Local keywords follow the same logic with the addition of geographic intent. "Accountant near me," "plumber in [suburb]," and "family law firm [city]" are all examples of searches where the searcher's location is central to their need. These searches are highly valuable because they combine clear commercial or transactional intent with a specific geographic context; making them extremely well-matched to local businesses that can serve visitors in that location.
Analyze what is already ranking
Before committing to a keyword, search for it in Google and study what is currently ranking on page one. The existing results tell you several important things: what type of content Google considers the best match for this query, how authoritative the competing pages are, and whether there is a realistic path to outranking them. If page one is dominated by major publications, government sites, and national brands with thousands of backlinks, ranking for that term without a comparable authority level is unlikely in the short term. If page one shows a mix of local businesses and smaller sites with modest domain authority, the door is open.
Map keywords to pages on your website
Each page on your website should target a primary keyword and a small cluster of closely related secondary keywords. The homepage typically targets your most important commercial keyword, usually your core service combined with your location for a local business. Individual service pages each target specific service-related keywords.

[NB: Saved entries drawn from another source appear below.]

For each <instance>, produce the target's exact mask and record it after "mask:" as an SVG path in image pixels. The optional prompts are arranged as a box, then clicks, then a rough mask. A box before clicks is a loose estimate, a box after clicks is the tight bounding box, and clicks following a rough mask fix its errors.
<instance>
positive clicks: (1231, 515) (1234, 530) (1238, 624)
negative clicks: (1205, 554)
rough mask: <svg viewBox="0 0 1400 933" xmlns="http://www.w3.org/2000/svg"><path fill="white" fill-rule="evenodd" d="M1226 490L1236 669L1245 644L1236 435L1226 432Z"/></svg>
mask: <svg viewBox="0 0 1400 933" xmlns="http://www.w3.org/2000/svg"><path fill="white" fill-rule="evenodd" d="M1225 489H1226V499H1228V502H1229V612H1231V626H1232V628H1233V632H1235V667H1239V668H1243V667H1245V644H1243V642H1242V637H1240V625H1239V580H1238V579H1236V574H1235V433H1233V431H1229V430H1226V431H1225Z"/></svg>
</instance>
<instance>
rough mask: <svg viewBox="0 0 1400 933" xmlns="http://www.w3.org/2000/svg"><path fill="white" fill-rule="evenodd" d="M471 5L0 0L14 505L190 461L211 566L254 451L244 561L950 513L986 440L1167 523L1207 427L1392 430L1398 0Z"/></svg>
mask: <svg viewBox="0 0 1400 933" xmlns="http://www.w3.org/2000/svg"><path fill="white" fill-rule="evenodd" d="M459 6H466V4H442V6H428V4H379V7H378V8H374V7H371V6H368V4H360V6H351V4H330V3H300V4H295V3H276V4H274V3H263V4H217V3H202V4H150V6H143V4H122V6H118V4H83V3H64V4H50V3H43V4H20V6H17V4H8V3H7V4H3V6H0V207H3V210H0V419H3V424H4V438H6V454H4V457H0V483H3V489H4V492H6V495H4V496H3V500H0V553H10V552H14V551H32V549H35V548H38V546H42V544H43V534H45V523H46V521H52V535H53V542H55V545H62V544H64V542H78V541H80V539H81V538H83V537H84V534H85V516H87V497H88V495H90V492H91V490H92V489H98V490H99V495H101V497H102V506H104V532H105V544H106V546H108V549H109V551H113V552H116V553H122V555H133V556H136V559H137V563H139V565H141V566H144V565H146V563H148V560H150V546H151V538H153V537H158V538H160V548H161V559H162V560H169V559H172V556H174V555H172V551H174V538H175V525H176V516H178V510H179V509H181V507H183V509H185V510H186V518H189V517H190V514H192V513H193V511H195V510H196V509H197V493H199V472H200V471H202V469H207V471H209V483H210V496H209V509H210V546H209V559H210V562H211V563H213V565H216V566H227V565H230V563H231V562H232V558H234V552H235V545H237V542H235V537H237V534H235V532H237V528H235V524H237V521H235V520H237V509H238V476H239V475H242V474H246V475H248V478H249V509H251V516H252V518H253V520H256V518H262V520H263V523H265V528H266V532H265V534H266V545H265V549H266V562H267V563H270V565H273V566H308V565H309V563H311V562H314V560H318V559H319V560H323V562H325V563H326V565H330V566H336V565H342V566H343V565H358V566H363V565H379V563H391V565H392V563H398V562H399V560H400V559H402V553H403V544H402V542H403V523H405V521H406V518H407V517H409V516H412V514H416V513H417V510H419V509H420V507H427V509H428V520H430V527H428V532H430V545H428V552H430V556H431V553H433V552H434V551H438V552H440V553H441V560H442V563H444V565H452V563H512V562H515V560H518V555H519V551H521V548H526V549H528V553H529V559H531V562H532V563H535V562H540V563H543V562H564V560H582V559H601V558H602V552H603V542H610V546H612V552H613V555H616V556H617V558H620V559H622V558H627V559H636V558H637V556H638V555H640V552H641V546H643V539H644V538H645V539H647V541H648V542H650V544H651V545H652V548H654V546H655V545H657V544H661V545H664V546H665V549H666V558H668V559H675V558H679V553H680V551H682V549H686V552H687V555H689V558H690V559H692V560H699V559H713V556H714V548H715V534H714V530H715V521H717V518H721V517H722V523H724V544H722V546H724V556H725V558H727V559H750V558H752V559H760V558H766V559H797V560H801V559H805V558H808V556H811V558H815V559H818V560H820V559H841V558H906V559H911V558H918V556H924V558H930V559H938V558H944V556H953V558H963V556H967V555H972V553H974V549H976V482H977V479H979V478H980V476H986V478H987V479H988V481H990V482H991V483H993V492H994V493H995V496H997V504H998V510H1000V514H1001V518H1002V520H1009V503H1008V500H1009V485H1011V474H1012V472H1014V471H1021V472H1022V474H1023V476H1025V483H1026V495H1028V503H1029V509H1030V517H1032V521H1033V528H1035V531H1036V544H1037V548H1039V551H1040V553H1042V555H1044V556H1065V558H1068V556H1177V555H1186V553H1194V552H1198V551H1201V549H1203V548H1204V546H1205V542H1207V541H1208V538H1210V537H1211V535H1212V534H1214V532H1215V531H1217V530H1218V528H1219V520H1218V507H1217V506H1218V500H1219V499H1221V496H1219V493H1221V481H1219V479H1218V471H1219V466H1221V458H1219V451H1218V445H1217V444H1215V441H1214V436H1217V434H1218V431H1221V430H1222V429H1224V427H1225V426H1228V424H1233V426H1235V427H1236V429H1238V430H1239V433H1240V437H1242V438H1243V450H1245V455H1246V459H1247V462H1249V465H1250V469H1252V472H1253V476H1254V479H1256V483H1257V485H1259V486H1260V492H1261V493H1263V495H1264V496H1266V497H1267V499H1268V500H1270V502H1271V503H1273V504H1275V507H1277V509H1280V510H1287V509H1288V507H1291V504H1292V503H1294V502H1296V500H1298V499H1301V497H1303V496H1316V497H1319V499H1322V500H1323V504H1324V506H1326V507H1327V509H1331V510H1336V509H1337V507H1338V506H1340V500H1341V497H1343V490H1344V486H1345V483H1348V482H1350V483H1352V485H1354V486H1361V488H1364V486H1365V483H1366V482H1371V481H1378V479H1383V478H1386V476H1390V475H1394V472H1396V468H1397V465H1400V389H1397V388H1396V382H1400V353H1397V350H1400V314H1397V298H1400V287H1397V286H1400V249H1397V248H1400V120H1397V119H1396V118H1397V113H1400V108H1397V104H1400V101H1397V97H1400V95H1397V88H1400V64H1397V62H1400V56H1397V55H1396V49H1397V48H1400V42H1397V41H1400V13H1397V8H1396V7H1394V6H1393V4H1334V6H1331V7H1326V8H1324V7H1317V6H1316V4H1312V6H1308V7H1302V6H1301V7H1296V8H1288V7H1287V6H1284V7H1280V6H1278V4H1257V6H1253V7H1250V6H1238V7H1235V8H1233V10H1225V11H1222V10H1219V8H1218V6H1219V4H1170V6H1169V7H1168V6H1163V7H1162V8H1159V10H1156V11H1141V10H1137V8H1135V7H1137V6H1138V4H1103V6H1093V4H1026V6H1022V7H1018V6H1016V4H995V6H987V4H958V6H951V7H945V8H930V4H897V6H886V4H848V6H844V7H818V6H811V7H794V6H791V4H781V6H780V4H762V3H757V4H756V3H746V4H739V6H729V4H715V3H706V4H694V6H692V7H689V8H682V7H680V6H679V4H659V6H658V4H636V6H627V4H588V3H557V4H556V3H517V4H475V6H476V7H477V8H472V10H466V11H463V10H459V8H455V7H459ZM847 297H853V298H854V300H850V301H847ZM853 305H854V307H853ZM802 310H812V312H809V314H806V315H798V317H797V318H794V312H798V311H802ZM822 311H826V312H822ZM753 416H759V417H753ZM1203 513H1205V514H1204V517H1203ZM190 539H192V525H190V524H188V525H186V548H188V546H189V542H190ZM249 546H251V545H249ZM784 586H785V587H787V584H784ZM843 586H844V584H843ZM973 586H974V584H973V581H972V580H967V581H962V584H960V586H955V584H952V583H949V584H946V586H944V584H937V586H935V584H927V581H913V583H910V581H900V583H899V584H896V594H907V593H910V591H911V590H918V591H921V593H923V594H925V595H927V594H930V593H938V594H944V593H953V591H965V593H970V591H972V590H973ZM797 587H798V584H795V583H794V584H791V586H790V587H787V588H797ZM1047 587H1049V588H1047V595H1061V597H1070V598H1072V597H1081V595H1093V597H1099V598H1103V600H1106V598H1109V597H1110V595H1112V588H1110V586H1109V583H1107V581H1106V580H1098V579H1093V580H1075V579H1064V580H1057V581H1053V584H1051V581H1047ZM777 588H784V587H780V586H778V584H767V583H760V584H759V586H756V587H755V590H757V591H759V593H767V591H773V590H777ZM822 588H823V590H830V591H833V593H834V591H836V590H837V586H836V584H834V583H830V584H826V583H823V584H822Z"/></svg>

Blog posts target informational keywords around questions your audience asks. This mapping ensures that your keyword targeting is intentional and that you are not competing with yourself by having multiple pages target the same term.
Common keyword research mistakes to avoid
- List every service you offer and every problem you solve; these are your seed keywords
- Use at least two free keyword tools to expand your seed list and discover related terms and questions
- Identify the search intent behind each keyword on your list and note what type of content it requires
- Prioritize keywords with moderate volume, low to medium difficulty, and high relevance to your specific offer
- Build a list of local keyword variations that include your city, suburb, or service area
- Search your top ten target keywords in Google and review page one to assess realistic competition
- Create a keyword map that assigns a primary keyword and two to three secondary keywords to each key page
- Connect your website to Google Search Console and use the Performance report to find keywords you already rank for but could improve
- Revisit your keyword research every quarter; search behavior changes, new terms emerge, and your competitive position shifts over time
Keyword research is not a project with a fixed end point; it is an ongoing practice that deepens your understanding of your audience over time. The businesses that treat it as a quarterly discipline rather than a one-time task consistently discover new opportunities, adapt to shifting search behavior, and maintain the search visibility that their competitors, who did it once and moved on, gradually lose. The investment is modest in time and cost. The return, in the form of sustained organic traffic from people actively looking for what you offer, compounds year on year.